AYUSH data breach (Jharkhand) – The official website of the Ministry of AYUSH in Jharkhand experienced a data breach, leaking confidential details of numerous patients. The website is a primary source for information on Ayurveda, Yoga, Naturopathy, Unani, Siddha, and Homoeopathy treatments. Cybersecurity firm CloudSEK reported that the breach exposed a database of over 3.2 lakh patient records, including personal and medical information. Additionally, sensitive details about doctors were compromised, including their personal information, login credentials, and contact numbers.

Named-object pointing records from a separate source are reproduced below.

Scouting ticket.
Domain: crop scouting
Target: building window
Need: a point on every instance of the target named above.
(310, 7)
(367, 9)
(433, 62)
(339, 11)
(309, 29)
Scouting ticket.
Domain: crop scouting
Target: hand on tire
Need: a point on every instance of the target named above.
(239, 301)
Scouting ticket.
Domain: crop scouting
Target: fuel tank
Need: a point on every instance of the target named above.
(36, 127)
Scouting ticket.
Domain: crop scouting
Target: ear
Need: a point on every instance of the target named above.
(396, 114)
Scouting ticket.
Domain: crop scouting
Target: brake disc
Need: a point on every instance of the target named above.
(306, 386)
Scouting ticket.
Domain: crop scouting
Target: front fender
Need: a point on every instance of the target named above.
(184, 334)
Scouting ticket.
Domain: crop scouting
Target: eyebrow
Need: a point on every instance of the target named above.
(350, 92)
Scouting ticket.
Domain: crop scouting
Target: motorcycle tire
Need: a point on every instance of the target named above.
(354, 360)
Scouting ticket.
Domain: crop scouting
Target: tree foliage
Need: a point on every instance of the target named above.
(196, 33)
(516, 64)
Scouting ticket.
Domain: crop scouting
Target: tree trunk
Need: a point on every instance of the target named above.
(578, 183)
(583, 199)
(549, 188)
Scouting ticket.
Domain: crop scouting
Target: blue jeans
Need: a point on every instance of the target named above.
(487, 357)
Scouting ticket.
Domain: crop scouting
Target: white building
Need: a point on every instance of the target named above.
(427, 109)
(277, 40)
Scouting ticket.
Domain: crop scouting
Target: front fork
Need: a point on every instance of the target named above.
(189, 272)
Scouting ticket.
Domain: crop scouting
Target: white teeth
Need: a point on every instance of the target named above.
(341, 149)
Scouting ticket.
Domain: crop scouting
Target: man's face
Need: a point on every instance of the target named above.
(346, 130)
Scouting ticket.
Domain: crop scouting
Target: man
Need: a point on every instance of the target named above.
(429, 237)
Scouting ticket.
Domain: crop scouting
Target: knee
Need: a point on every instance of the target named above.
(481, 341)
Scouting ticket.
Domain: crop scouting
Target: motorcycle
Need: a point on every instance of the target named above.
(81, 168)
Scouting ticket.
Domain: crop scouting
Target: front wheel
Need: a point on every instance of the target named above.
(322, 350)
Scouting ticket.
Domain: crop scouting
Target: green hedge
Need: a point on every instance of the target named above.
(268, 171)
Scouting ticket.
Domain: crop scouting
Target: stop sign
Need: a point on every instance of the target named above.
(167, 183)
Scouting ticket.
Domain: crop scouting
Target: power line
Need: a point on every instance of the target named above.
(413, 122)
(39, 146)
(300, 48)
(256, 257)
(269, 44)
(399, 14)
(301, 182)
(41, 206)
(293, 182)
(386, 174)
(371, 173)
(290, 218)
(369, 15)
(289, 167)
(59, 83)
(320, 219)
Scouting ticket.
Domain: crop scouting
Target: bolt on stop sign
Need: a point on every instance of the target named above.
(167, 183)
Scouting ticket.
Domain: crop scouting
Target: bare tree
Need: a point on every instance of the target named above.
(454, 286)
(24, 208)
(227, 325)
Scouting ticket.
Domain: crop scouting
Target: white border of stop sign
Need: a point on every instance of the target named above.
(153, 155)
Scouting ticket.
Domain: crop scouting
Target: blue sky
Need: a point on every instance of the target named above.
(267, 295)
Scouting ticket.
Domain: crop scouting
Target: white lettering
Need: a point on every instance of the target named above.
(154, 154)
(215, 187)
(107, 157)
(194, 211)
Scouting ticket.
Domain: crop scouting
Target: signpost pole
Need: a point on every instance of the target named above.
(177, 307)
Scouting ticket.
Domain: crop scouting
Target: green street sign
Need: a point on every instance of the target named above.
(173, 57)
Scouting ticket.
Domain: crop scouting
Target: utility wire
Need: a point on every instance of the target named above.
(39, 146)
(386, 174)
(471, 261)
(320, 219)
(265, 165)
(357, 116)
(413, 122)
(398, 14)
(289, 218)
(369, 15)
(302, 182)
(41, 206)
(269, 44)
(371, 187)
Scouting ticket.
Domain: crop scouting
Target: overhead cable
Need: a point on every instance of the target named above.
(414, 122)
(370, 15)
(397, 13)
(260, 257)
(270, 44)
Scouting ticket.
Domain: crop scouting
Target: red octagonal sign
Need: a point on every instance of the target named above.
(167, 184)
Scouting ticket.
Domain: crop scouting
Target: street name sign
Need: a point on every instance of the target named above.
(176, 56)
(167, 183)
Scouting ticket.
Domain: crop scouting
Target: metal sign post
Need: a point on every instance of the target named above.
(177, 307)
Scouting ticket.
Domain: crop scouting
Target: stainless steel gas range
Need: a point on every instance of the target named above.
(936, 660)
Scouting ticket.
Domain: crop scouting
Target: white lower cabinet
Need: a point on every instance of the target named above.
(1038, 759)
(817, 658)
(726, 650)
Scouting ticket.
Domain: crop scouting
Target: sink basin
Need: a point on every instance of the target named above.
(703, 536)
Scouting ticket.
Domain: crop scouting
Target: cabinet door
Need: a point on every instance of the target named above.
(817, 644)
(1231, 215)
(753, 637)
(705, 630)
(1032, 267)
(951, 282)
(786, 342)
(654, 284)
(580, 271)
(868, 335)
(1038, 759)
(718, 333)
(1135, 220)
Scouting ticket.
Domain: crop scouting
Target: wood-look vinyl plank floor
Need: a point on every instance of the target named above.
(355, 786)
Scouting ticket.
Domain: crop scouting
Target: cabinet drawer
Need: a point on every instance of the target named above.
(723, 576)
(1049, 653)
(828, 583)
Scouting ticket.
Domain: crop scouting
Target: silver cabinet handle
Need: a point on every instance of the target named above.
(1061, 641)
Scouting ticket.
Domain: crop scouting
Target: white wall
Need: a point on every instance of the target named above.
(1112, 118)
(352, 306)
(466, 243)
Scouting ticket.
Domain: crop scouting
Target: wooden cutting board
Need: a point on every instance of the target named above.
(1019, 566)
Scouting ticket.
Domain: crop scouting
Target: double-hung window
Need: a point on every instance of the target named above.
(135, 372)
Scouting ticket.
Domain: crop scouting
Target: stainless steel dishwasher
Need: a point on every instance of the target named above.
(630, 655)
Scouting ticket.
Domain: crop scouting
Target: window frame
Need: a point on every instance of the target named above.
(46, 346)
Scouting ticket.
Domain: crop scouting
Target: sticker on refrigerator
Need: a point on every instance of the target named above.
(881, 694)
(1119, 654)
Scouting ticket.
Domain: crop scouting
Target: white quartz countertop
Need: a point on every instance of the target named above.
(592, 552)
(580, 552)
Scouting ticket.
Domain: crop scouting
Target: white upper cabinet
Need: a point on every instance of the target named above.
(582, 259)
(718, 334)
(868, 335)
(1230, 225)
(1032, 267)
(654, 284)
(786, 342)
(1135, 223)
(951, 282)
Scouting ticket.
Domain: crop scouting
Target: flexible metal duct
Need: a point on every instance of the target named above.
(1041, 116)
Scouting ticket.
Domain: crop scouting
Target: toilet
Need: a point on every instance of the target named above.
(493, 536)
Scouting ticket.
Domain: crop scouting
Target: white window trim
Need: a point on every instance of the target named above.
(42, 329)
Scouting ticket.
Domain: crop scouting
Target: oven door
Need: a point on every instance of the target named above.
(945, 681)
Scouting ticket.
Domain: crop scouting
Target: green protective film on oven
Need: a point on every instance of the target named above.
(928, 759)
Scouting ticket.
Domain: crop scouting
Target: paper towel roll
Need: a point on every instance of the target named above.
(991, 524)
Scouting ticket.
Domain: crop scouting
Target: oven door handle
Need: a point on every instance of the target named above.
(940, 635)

Why it matters: This breach puts both patients and doctors at risk. The leaked information can lead to potential account takeovers, brute force attacks, and heightened susceptibility to advanced phishing attacks. Such breaches underscore the importance of robust cybersecurity measures, especially for platforms holding sensitive information. CloudSEK has alerted the affected organization and provided mitigation advice.
Kerala cinemas rejoice (Kerala) – For the first time since the onset of the pandemic, cinema theatre owners in Kerala celebrated a prosperous Onam season. This resurgence in cinema’s popularity came after four consecutive disappointing Onam seasons, with theatres being shut for two of them due to COVID-19. The Tamil film “Jailer,” featuring Rajinikanth, and the Malayalam film “RDX” were major crowd-pullers. The Film Exhibitors’ United Organisation of Kerala (FEUOK) reported that “Jailer” has grossed over ₹50 crore, marking the highest earnings for any non-Malayalam film in the state.
Why it matters: The revival of cinema theatres signifies a potential return to normalcy for the entertainment industry in Kerala, which had been severely impacted by the pandemic. The success of non-Malayalam films, especially “Jailer,” showcases a shift in audience preferences and the broadening appeal of regional cinema. This upliftment is crucial for theatre owners, many of whom were on the brink of closure.
Swine fever alert (Assam) – Due to concerns over the African Swine Fever (ASF), the veterinary department in Assam has culled a significant number of pigs. The most extensive culling operation took place in Lakhimpur district, where the Veterinary and Animal Husbandry department culled 900 pigs in a single day.
Why it matters: The outbreak of African Swine Fever in Assam, especially in the Lakhimpur district, poses a significant threat to the pig farming community and the state’s economy. The culling of such a large number of pigs not only impacts the livelihood of farmers but also affects the earnings of workers employed at these farms. The rapid response in culling and safe disposal of the affected pigs is crucial to prevent the further spread of the disease and ensure biosecurity in the region.
🔢 KEY NUMBER
28 – The Indian National Developmental Inclusive Alliance (INDIA) is a coalition of 28 opposition parties.